The same study estimated that a complete loss of large fruit-eating animals would reduce forest carbon storage by 2.4% to 3.0%. That number sounds small until you consider the scale involved. Borneo and Sumatra contain some of the most carbon-dense forests on Earth. A 3% reduction across millions of hectares translates to significant additional carbon in the atmosphere, worsening the same climate change that already threatens these forests through drought and fire.
Other Species Would Feel the Ripple Effects
Orangutans don’t just move seeds. Their daily activities shape the forest in ways that benefit other species. When they build sleeping nests each night by bending and breaking branches, they create small gaps in the canopy that let light reach the forest floor, encouraging new plant growth. They also spread fungal spores and invertebrates as they move between trees. Their partially eaten fruits feed smaller mammals, birds, and insects below.
The decline of tree species that depend on orangutan dispersal would reduce food availability for other fruit-eating animals, creating a cascading effect through the food web. Insects that specialize on those tree species would lose habitat. Predators that rely on those insects would follow. Tropical ecosystems are built on dense, interconnected relationships, and removing a keystone species pulls threads throughout the web.
How Close This Scenario Already Is
This isn’t a distant thought experiment. All three orangutan species are critically endangered. The Bornean orangutan population has declined by an estimated 86% between 1950 and 2025, driven by habitat clearance, logging, and killing. Sumatran orangutans number around 14,000, and the Tapanuli orangutan, discovered as a distinct species only in 2017, has fewer than 800 individuals left. The Tapanuli is considered the most endangered great ape on Earth.

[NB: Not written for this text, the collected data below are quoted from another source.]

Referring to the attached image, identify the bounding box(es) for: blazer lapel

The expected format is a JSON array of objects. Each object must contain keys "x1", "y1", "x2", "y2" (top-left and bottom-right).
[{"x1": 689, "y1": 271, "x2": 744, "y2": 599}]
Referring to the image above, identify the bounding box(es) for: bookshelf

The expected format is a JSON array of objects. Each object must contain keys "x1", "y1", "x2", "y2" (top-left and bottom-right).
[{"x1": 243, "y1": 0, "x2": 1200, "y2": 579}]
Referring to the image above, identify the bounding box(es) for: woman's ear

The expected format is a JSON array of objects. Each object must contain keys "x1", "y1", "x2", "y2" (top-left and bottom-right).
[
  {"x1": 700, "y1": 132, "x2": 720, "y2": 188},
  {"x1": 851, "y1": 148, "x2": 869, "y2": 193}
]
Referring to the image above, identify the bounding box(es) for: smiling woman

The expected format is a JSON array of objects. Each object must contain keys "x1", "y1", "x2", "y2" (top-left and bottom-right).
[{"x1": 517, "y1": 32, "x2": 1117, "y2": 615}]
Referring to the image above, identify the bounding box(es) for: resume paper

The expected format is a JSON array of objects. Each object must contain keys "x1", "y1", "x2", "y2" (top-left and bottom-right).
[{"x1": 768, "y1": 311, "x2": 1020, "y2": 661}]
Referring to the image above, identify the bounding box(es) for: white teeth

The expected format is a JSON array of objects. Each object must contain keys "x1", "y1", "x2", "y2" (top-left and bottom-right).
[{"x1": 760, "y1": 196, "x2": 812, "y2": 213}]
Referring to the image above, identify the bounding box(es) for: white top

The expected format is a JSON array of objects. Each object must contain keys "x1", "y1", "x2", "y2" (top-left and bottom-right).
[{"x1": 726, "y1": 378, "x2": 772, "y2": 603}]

The primary threat is deforestation for palm oil plantations, logging, and agriculture. Between 1973 and 2010, habitat clearance alone reduced Bornean orangutan numbers by 39%, with an additional 37% decline projected through 2025 from continued clearing. Fires, often set to clear land, destroy vast areas of peat swamp forest that orangutans depend on. Hunting and the illegal pet trade compound these losses.
In many areas, orangutans are already functionally extinct, meaning their numbers are too low to perform their ecological role even though a few individuals remain. The seed dispersal services and forest-shaping behaviors described above are already diminished across large portions of their historical range. The ecological consequences of orangutan extinction are not a future scenario in these places. They are already underway.
What No Other Animal Can Replace
A common question is whether other animals could step in and fill the orangutan’s role. The short answer is: partially, but not fully. Sun bears eat fruit and disperse some seeds, but they are smaller, travel shorter distances through the canopy, and are themselves declining. Gibbons disperse seeds but handle a different size range. Elephants in Sumatra move large seeds on the ground but occupy different habitat zones and are also critically endangered.
The problem is compounded by the fact that orangutan extinction wouldn’t happen in isolation. The same deforestation driving orangutans toward extinction is simultaneously reducing populations of hornbills, gibbons, sun bears, and elephants. The backup dispersers are disappearing alongside the primary ones. When an entire guild of large fruit eaters collapses at once, the forest has no redundancy left, and the ecological changes accelerate.